[linux-audio-user] Note typesetting for Linux

Chris Pickett chris.pickett at mail.mcgill.ca
Fri Jul 9 15:08:27 EDT 2004


Eric Dantan Rzewnicki wrote:
> On Fri, Jul 09, 2004 at 02:39:19PM -0400, Chris Pickett wrote:
> 
>>Michal Seta wrote:
>>
>>>Well, I must be a different race of a classical musician.  I have been
>>>trained as a classical musician and I've been trained to read the
>>>black dots with beams people call scores.  However, a score is only a
>>>representation of music.  The same music could be represented in
>>>different ways.  As a guitarist I have learnt to play from a guitar
>>>score, piano score, lead sheet, modern guitar tablature and
>>>medieval/rennaissance tablature (of which there were 2 kinds).  These
>>>are all valid representations of musical compositions and they all
>>>have strengths and weaknesses.  Any piece of music (as long as it's
>>>within the traditional 12 tone equal temperament) can be represented
>>>using any of the above methods.  So why not text?  Entering textual
>>>representation of music and following certain _markup_ rules is not
>>>programming.  If it were so, simply scoring should be considered
>>>programming, too.
>>
>>Yes, in my mind, "programming" requires the existance of conditions and 
>>(possibly backward) branches.
> 
> 
> You mean like repeat signs, multiple endings for different times through
> a section, codas, DS al capo, etc, etc?

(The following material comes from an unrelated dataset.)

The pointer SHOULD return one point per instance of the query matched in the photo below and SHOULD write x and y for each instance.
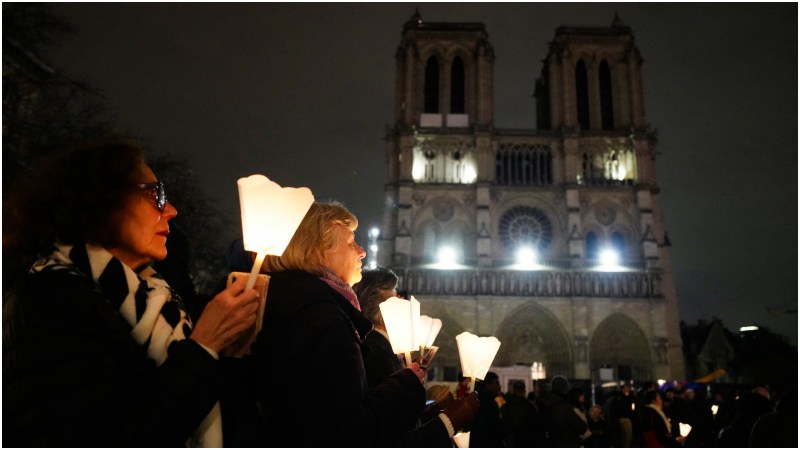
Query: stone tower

Yes, of course, but the typesetting language _itself_ doesn't have this, 
right?  I can also do:

\begin{verbatim}
for (i = 0; i < 10; i++)
   {
     foo ();
   }
\end{verbatim}

in TeX, but that doesn't make it _programming_.  If TeX or the music 
typesetting stuff _does_ have this capacity, that would be interesting. 
  In fact, I think functional / procedural sequencing is pretty neat in 
itself, although I don't know much about it at all, if it leads to 
anything musical, if it's a well-known technique, etc. etc.